Brute-force test attack bypasses Android biometric defense

Chinese researchers say they successfully bypassed fingerprint authentication safeguards on smartphones by staging a brute force attack.

Researchers at Zhejiang University and Tencent Labs capitalized on vulnerabilities of modern smartphone fingerprint scanners to stage their break-in operation, which they named BrutePrint. Their findings are published on the arXiv preprint server.

A flaw in the Match-After-Lock feature, which is supposed to bar authentication activity once a device is in lockout mode, was overridden to allow a researcher to continue submitting an unlimited number of fingerprint samples.
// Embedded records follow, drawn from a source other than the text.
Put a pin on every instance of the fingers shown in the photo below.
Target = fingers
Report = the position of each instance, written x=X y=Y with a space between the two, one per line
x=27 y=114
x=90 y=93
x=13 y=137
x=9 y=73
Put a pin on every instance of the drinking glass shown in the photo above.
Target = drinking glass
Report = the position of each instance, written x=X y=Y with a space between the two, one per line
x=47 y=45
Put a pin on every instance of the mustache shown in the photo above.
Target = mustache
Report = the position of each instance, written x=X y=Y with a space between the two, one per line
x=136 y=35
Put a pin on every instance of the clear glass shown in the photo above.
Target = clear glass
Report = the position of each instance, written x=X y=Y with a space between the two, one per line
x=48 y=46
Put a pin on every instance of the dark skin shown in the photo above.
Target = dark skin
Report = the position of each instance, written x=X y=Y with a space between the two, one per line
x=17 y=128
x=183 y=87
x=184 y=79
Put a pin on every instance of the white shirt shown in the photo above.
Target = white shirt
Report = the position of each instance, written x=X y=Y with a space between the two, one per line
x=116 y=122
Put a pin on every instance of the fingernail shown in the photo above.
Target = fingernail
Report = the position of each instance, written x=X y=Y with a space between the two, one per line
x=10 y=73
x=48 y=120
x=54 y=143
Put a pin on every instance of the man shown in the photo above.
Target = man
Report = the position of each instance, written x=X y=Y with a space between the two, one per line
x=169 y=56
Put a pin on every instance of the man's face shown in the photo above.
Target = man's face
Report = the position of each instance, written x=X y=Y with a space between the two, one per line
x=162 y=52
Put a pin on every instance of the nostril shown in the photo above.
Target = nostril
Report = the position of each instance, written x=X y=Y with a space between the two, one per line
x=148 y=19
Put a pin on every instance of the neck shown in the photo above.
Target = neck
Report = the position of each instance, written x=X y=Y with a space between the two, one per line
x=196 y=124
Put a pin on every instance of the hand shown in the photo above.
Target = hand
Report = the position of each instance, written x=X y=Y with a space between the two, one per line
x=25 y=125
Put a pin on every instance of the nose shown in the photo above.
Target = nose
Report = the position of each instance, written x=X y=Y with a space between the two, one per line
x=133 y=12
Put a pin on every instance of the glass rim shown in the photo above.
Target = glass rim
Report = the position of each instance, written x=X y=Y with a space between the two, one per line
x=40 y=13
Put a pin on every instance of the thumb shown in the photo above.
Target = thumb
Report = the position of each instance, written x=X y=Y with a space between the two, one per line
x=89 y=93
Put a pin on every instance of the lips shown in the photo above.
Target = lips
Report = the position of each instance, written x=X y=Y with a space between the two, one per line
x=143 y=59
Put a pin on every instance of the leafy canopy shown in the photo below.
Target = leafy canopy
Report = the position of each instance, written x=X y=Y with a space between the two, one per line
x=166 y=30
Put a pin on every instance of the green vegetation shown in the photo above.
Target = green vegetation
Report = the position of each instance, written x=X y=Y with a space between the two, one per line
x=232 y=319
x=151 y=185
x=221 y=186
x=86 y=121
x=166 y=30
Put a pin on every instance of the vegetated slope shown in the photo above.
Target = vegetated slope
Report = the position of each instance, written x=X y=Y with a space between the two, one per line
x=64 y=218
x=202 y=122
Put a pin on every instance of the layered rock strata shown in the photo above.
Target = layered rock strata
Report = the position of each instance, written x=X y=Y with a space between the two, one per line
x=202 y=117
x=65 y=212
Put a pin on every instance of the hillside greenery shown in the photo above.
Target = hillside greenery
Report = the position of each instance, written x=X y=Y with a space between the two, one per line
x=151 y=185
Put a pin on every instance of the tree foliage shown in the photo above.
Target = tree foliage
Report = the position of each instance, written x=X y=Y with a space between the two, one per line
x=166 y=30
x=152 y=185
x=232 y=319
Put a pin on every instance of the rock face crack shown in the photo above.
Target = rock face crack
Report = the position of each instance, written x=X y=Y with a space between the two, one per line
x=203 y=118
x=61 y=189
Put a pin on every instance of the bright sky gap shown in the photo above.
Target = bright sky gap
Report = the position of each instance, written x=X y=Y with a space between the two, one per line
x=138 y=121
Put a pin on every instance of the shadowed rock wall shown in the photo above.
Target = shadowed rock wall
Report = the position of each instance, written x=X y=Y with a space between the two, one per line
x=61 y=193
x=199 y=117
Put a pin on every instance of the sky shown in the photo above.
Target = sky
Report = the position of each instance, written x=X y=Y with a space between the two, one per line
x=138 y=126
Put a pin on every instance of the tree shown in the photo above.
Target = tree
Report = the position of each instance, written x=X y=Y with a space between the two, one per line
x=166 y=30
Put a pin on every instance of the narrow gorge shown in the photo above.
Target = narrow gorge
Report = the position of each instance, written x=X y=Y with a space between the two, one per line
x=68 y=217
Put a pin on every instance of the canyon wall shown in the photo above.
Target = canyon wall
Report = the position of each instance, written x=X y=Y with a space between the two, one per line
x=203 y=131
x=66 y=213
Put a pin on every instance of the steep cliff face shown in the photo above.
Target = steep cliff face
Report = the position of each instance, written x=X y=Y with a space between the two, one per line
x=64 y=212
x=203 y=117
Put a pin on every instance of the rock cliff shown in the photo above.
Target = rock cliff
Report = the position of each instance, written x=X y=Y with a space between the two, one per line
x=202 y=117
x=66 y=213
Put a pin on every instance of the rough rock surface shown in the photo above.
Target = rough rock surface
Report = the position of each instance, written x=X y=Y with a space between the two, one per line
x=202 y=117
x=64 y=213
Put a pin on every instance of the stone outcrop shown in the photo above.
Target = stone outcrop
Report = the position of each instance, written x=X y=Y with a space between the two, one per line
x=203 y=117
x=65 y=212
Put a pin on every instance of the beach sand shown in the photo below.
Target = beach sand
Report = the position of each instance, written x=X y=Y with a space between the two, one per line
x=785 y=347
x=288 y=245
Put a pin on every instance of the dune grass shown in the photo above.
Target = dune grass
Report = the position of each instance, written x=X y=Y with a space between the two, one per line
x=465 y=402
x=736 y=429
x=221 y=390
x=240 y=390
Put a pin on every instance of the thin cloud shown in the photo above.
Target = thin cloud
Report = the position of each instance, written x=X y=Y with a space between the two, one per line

Inadequate protection of biometric data stored on the Serial Peripheral Interface of fingerprint sensors enables attackers to steal fingerprint images. Samples also can be easily obtained from academic datasets or from biometric data leaks.

And a feature designed to limit the number of unsuccessful fingerprint matching attempts—Cancel-After-Match-Fail (CAMF)—has a flaw that allowed researchers to inject a checksum error disabling CAMF protection.

In addition, BrutePrint altered illicitly obtained fingerprint images to appear as though they were scanned by the targeted device. This step improved the chances that images would be deemed valid by fingerprint scanners.

All Android devices and one HarmonyOS (Huawei) device tested by researchers had at least one flaw allowing for break-ins. Because of tougher defense mechanisms in IOS devices, specifically Apple iPhone SE and iPhone 7, those devices were able to withstand brute-force entry attempts. Researchers noted that iPhone devices were susceptible to CAMF vulnerabilities, but not to the extent that successful entry could be achieved.

To launch a successful break-in, an attacker requires physical access to a targeted phone for several hours, a printed circuit board easily obtainable for $15, and access to fingerprint images.

Fingerprint databases are available online through academic resources, but hackers more likely will access massive volumes of images obtained through data breaches. Law enforcement agencies from 18 countries announced last month that they had shut down a major illegal marketplace for stolen identities. Genesis Market, which stocks digital fingerprints and other private digital data, was offering up to 80 million credentials for sale.

Biometric security is a leading security measure on digital devices. Fingerprint and facial recognition are considered preferable to passwords and PIN numbers since then are harder to fake, easier to use (no memorization required) and cannot be transferred among users.

But aside from the potential of cyberattacks such as BrutePrint, there are other problems surrounding fingerprint identification. Forged fingerprints and residual prints left behind on device screens are an entryway to abuse.

One unlucky drug dealer from Liverpool found out the hard way that fingerprints can be identified in unexpected ways. After posting a picture of himself holding a package of one of his favorite foods, Stilton cheese, in his hand, police spotted the photo, tracked his fingerprints and arrested him after linking the prints to crimes.

Biometrics has a grip on cinema, too. Movies such as "The Spy Who Dumped Me," "The Equalizer 2" and "Death Wish" humorously—and ghoulishly—show people using, and even cutting off, fingers from dead people to access phones.

Of course, that works only in Hollywood. Today's fingerprint scanners not only confirm skin patterns but also detect and require the presence of living tissue residing in the lower layers of skin as well as slight electric charges that run through the bodies of all of us, but only when we're alive… and our fingers are attached.

The Zhejiang University researchers said "the unprecedented threat" they uncovered requires bolstering of OS protections and greater cooperation between smartphone and fingerprint sensor manufacturers to address existing vulnerabilities.